This repository regroups works on the "introduction to machine learning" course of the SIB. Its goal is to develop a somewhat language agnostic course, with a an R and a python implementation, however at the moment only the python implementation in done.
The course is targeted to life scientists who are already familiar with the Python programming language and who have basic knowledge on statistics.
In order to follow the course you need to have installed python and jupyter notebooks (a web based notebook system for creating and sharing computational documents).
If you need help with the installation, you can refer to these tips and instructions(NB: this links to another github repo).
In addition, there are a number of libraries to install. See the intructions on installing prerequisite libraries.
The course is organized in several, numbered, jupyter notebooks, each corresponding to a chapter which interleaves theory, code demo, and exercises.

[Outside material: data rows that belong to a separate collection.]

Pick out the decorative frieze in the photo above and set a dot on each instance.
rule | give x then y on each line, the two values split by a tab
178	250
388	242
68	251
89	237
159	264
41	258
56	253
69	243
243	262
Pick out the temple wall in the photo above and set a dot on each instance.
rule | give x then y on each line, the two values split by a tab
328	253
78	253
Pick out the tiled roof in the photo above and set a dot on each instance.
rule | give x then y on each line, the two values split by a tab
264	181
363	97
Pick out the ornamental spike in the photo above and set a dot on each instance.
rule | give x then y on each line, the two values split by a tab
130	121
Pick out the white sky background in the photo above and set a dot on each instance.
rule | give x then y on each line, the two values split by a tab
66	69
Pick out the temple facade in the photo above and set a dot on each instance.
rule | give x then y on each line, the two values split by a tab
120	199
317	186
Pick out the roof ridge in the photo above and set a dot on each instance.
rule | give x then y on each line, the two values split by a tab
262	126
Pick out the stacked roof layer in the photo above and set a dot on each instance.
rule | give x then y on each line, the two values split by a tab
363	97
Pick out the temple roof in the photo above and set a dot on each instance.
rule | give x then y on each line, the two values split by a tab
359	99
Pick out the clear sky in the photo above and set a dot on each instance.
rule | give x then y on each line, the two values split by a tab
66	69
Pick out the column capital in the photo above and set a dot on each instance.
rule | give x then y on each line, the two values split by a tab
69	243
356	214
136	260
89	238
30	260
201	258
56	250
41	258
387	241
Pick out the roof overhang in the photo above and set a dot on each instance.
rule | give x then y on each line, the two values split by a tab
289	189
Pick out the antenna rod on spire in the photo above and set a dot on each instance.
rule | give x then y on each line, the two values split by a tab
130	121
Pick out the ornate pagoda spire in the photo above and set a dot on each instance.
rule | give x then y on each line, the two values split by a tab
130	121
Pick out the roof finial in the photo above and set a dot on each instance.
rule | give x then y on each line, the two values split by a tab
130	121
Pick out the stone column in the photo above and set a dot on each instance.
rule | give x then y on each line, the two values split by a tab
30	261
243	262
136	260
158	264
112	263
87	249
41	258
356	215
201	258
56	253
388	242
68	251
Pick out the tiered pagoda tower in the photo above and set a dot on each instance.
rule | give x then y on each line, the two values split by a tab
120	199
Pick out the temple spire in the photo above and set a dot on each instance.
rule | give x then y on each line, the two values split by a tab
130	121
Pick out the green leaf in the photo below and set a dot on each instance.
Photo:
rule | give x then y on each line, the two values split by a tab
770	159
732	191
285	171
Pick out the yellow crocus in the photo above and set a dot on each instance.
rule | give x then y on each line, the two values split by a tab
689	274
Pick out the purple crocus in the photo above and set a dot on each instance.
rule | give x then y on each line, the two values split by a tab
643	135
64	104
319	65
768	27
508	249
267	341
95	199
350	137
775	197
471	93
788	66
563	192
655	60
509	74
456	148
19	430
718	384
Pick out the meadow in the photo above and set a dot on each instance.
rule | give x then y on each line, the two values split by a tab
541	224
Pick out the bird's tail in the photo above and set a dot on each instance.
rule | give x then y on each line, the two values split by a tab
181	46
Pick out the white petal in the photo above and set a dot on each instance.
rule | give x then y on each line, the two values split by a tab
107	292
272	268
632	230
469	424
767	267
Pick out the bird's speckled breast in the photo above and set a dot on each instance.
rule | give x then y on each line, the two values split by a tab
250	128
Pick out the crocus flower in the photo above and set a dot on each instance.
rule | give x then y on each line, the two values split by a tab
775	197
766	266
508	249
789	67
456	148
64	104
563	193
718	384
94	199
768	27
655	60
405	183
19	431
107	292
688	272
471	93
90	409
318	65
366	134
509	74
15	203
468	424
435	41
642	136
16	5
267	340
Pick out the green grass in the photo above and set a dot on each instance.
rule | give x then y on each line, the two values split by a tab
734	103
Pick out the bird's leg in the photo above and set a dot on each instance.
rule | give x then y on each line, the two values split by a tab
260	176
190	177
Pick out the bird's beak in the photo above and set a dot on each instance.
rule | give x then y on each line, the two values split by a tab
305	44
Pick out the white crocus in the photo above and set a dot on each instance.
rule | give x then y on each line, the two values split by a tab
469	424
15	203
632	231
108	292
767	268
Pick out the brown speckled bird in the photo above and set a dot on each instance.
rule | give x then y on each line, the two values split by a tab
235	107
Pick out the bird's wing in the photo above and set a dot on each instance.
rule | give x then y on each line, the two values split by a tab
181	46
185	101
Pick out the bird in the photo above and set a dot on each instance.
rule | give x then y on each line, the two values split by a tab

The course does not require any particular expertise with jupyter notebooks to be followed, but if it is the first time you encounter them we recommend this gentle introduction.
- Chapter0 : python warmup: provides a gentle warm-up to the basic usage of the libraries which are a pre-requisite for this course. You can use this notebook to assess your level before the course, or just as a way to get (re-)acquainted with these libraries.
- Chapter1 : Exploratory analysis and unsupervised learning
- Chapter2 : Machine Learning routine - distance-based model for classification
- Chapter3 : Machine Learning based on decision trees for classification
- Chapter4 : Machine Learning for regression
- Chapter Extra : Teasing Neural Network
Solutions to each practical can be found in the solutions/
folder and should be loadable directly in the jupyter notebook themselves.
Note also the utils.py
and utils2.py
files which contain many utilitary function we use to visually showcase the effect of various ML algorithms' hyper-parameters.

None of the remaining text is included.